Discurso no Senado Federal

RELATORIO DAS IMPRESSÕES COLHIDAS PELA COMISSÃO DO SENADO FEDERAL DESTINADA A AVERIGUAR A SITUAÇÃO DE CONFLITO EM OURILANDIA-PA. REFORMA AGRARIA.

Autor
Eduardo Suplicy (PT - Partido dos Trabalhadores/SP)
Nome completo: Eduardo Matarazzo Suplicy
Casa
Senado Federal
Tipo
Discurso
Resumo por assunto
REFORMA AGRARIA.:
  • RELATORIO DAS IMPRESSÕES COLHIDAS PELA COMISSÃO DO SENADO FEDERAL DESTINADA A AVERIGUAR A SITUAÇÃO DE CONFLITO EM OURILANDIA-PA. REFORMA AGRARIA.
Publicação
Publicação no DSF de 24/01/1997 - Página 3040
Assunto
Outros > REFORMA AGRARIA.
Indexação
  • ENTREGA, RELATORIO, COMISSÃO, SENADO, PARTICIPAÇÃO, ORADOR, RAUL JUNGMANN, MINISTRO DE ESTADO, MINISTERIO EXTRAORDINARIO DE POLITICA FUNDIARIA (MEPF), REFERENCIA, MORTE, SEM-TERRA, CONFLITO, ESTADO DO PARA (PA), FAZENDEIRO, INVASÃO, POSSE, TERRAS.
  • DEFESA, ENTENDIMENTO, GOVERNO, TRABALHADOR RURAL, SEM-TERRA, PROPRIETARIO, LATIFUNDIO, REALIZAÇÃO, REFORMA AGRARIA, PAIS.

O SR. EDUARDO SUPLICY (PT-SP. Pronuncia o seguinte discurso. Sem revisão do orador.) - Sr. Presidente, Srªs e Srs. Senadores, na tarde de hoje a Senadora Marina Silva, o Senador Sebastião Rocha e os Deputados Luís Eduardo Greennhalg, Jaques Wagner, Pedro Wilson e Vânio dos Santos, Deputado Federal da Bancada do PT, que substituiu José Fritsch de Santa Catarina, e eu estivemos com o Ministro Raul Jungmann.

Na ocasião, entregamos a S. Exª um relatório sobre as impressões colhidas pela Comissão do Senado Federal composta pelos Senadores Ademir Andrade, por mim, Sebastião Rocha e Senadora Marina Silva, e pelos Deputados Geraldo Pastana, Gervásio Oliveira e Pedro Wilson, quando estivemos em Ourilândia, Pará, e constatamos, com preocupação, a morte de três trabalhadores rurais.

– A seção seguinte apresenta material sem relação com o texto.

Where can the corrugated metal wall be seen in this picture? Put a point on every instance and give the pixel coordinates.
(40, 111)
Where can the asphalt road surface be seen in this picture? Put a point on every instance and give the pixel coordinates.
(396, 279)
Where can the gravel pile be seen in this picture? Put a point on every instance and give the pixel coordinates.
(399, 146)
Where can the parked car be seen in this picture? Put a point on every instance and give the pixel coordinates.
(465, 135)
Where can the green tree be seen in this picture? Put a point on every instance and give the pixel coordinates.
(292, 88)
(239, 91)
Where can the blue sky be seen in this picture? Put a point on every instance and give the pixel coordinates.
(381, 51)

Essas mortes foram provocadas por pessoas armadas que prepararam uma emboscada, uma violência. Portanto, faz-se necessário o fim da impunidade a crimes dessa natureza, bem como a aceleração dos processos de assentamento. E, quanto a este Congresso, é necessário que se faça a tramitação de projeto de lei que trata da punição para a violência no campo.

Segundo nos informou o Ministro, a sugerida providência de desapropriar áreas naquela região - inclusive onde houve o crime - ocorrerá dentro de 15 dias, quando dará uma resposta à Comissão que tratou desse assunto, pois analisa a viabilidade de essas medidas serem tomadas.

S. Exª assinalou que foi designado um Superintendente do Incra para a região do Sul do Pará, considerada especial, para que possam ser tomadas medidas para o assentamento de 10 mil famílias.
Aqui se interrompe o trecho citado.